[gclist] Finalization and object orientation.

Guillermo (Bill) J. Rozas gjr@hplgr2.hpl.hp.com
Tue, 1 Apr 1997 18:30:17 -0800 (PST)


|   Date: Tue, 1 Apr 1997 18:48:09 -0500 (EST)
|   From: Zhong Shao <shao-zhong@CS.YALE.EDU>
|   Subject: Re: [gclist] Finalization and object orientation.
|   
|   This so-called "safe-for-space-complexity" definition of reachability
|   has been implemented in the SML/NJ compiler for almost three years 
|   (see [1] for details). Many people view it as an *optimization* to 
|   eliminate certain kinds of space leaks, we often think it as 
|   a crucial property that any industrial-strength compilers (for functional
|   languages) must satisfy. 
|   
|   Consider the following ML function (simulating N phases of a typical 
|   compiler):
|   
|         fun compile (src) =
|           let val codeInIL1 = phase1(src)
|               val codeInIL2 = phase2(codeInIL1)
|               ......
|               val codeInILN = phaseN(codeInILNm1)
|   
|            in codeInILN
|           end
|   
|   If one writes the above code in C, he/she would definitely do an explicit 
|   "free" of each intermediate data structure after each phase is done.

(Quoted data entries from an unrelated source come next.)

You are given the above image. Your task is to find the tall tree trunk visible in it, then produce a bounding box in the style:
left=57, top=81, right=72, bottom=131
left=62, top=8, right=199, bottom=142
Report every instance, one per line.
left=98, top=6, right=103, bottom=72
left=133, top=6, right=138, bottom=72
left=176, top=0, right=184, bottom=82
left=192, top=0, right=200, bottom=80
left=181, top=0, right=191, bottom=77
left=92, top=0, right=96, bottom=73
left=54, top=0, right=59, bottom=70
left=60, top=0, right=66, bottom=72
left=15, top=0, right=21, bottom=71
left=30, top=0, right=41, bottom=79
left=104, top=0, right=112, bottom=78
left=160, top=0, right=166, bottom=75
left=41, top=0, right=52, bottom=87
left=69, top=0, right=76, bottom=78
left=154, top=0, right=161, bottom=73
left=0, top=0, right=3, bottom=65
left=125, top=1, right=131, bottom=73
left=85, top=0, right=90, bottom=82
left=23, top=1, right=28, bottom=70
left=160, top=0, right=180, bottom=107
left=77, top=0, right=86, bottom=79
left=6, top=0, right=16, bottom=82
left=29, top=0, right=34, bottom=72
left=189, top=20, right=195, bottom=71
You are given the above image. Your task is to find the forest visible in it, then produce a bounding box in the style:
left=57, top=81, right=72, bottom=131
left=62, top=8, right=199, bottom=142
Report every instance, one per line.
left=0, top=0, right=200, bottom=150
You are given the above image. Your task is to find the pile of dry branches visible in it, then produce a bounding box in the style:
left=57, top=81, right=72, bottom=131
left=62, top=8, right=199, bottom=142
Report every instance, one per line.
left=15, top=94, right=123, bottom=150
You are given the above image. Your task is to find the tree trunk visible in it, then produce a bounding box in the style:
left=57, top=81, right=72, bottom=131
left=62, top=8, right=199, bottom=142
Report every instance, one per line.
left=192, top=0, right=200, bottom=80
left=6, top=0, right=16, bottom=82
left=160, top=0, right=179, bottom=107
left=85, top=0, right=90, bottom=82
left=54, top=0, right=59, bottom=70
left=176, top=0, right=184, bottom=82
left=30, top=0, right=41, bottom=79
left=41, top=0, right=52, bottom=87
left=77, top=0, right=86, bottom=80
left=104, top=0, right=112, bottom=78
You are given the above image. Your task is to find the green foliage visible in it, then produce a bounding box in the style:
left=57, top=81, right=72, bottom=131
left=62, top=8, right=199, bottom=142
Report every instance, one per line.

In 
|   most garbage-collected languages, the programmer don't have this kind 
|   of options; so he would think that the compiler is going to take care of 
|   that.  

But there are other options.

Option 1: Use tail-recursion to get rid of intermediates.  This is
essentially what a CPS compiler does for you, but automatically.
However, you have the choice to do it or not.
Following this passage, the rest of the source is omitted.